National Shrine of the Divine Mercy

In the heart of the Berkshire Hills, just outside the town of Stockbridge, is the National Shrine of the Divine Mercy. It is located on 375 acres, at an elevation of two hundred feet atop Eden Hill. After the shrine in Czestochowa (Poland), it is arguably the most important shrine to Divine Mercy in the world.

Used with permission of the Marian Fathers of the Immaculate Conception of the B.V.M

The risen Lord’s first great act after the Resurrection was giving the apostles in the Upper Room the authority to forgive sins.  It is this pivotal act of Divine Mercy that is recalled at the shrine built atop Eden Hill. 

Eden Hill is also the American home of the Congregation of the Marian Fathers of the Immaculate Conception, the authentic promoters of the devotion to the Divine Mercy.  The congregation, which was founded in Poland in the seventeenth century, is charged with promoting the revelations of Our Lord concerning His Divine Mercy across the world.  These revelations were received by the Polish mystic nun, Saint Faustina Kowalska, in 1938 and recorded in her 600 page diary.  As St. John Paul II told us, there is nothing particularly new about these revelations; it is simply Jesus reminding us that mercy is love’s second name.

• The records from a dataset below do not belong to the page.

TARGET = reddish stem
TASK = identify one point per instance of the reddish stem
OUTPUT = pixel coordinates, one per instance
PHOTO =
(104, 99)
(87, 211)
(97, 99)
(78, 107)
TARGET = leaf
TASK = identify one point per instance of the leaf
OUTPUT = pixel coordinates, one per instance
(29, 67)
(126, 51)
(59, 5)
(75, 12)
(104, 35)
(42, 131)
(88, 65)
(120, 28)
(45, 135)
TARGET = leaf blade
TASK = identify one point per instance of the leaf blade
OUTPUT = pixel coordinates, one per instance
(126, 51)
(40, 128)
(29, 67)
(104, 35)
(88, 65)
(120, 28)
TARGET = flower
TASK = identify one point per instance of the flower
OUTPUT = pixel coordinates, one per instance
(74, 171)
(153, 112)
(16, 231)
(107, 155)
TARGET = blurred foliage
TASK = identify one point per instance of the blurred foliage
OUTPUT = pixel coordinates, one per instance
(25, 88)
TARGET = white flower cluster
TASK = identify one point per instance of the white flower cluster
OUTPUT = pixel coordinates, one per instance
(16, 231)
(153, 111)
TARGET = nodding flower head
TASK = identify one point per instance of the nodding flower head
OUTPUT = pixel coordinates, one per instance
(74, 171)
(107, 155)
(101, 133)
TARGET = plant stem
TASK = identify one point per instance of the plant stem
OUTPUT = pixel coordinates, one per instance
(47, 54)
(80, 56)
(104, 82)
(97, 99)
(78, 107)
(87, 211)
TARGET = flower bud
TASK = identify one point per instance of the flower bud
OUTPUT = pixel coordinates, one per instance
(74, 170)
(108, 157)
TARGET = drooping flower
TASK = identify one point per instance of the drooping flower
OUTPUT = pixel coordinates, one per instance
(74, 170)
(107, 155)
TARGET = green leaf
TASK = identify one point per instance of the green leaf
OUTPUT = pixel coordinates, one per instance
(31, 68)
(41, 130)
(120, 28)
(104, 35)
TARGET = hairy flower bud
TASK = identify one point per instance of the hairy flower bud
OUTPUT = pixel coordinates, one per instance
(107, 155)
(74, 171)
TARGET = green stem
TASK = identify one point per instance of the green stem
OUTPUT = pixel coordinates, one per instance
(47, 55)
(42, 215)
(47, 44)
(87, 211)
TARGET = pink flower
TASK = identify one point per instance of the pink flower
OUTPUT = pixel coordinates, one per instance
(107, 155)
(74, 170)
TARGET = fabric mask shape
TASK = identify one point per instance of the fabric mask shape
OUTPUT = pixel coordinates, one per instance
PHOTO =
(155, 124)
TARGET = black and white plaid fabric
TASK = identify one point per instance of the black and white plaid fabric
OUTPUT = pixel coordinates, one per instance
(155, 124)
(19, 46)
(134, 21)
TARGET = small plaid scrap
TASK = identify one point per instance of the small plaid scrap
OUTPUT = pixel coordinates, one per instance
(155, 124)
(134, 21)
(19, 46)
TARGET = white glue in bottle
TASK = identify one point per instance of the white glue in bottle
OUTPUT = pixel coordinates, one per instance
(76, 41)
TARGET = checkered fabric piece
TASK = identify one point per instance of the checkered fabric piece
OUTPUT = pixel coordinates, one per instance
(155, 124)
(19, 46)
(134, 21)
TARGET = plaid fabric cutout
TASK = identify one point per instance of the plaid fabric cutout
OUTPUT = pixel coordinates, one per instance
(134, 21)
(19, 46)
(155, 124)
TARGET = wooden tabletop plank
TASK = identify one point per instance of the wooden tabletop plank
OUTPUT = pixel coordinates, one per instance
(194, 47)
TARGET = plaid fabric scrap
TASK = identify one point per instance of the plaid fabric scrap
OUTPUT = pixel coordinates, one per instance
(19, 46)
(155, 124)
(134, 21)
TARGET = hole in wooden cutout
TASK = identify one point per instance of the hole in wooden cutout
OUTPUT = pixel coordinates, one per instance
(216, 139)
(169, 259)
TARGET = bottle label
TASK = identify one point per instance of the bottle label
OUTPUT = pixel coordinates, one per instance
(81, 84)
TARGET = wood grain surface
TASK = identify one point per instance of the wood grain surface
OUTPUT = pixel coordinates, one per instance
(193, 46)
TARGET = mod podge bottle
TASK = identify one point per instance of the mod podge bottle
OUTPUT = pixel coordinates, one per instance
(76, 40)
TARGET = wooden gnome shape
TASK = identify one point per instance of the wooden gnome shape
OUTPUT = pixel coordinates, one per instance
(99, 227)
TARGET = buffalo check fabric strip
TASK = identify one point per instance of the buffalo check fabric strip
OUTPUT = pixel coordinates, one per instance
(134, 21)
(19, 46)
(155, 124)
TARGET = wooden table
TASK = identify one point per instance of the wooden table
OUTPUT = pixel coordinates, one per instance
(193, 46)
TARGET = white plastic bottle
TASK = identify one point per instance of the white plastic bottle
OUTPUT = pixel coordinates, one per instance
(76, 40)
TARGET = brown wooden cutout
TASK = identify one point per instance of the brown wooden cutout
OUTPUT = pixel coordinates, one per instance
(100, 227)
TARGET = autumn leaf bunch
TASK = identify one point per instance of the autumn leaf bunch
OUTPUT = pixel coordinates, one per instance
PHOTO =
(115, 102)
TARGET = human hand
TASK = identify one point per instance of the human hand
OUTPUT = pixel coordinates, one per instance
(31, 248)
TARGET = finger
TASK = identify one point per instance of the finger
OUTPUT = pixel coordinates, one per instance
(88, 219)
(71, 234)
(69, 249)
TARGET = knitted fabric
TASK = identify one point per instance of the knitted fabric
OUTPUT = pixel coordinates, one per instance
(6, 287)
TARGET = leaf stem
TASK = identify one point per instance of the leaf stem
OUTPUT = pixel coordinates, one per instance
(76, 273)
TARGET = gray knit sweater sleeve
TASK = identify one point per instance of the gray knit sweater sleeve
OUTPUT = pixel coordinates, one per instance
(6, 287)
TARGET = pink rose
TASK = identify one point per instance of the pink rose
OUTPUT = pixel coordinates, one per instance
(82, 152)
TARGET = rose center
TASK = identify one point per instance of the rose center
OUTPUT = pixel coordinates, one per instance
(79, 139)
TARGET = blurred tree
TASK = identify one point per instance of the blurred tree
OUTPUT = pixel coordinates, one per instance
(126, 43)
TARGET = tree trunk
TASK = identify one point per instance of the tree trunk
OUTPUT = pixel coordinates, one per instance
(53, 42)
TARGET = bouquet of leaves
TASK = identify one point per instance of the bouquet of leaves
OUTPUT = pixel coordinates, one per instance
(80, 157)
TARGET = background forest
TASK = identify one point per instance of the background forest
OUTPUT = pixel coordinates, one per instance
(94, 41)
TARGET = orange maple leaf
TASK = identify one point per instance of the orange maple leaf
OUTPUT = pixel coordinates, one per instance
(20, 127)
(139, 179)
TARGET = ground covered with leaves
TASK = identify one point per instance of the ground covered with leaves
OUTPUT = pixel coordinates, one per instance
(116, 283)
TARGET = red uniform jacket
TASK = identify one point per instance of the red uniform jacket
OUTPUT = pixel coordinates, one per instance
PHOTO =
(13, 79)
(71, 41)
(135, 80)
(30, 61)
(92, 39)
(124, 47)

Eden Hill is historically important to the spread of the Divine Mercy devotion.  Just a few years after the death of St. Faustina in 1938, the revelations of Divine Mercy were smuggled out of Nazi-occupied Poland to America, by Fr. Joseph Jarzebowski.  He received a written copy of the revelations from Blessed Michael Sopocko, who was the confessor to St. Faustina. Fr. Joseph made it to Washington, D.C. in 1941, where he shared the revelations with the small community of Marian Fathers of the Immaculate Conception.  The Marian Fathers soon moved to Eden Hill in 1943, using the new novitiate house there as their base of operations for operating the printing presses that would spread the message of Divine Mercy across the world.  With Europe under occupation and in the throes of war, this was the most efficacious means by which the message of Divine Mercy could be spread to souls desperately in need of hearing it.

The idea to build a shrine to the Divine Mercy on Eden Hill came several years later in 1950, at the suggestion of the faithful who received the message of Divine Mercy and would write to the Marian Fathers telling the stories of miraculous healings tied to the devotion.  In this way, the shrine became a monument to the many miracles that flowed from the propagation of the message of divine mercy.  Decades before the Feast of Divine Mercy was declared a universal feast of the Roman Church, and long before St. Faustina was even canonized, there was a budding devotion to Divine Mercy in the heart of New England.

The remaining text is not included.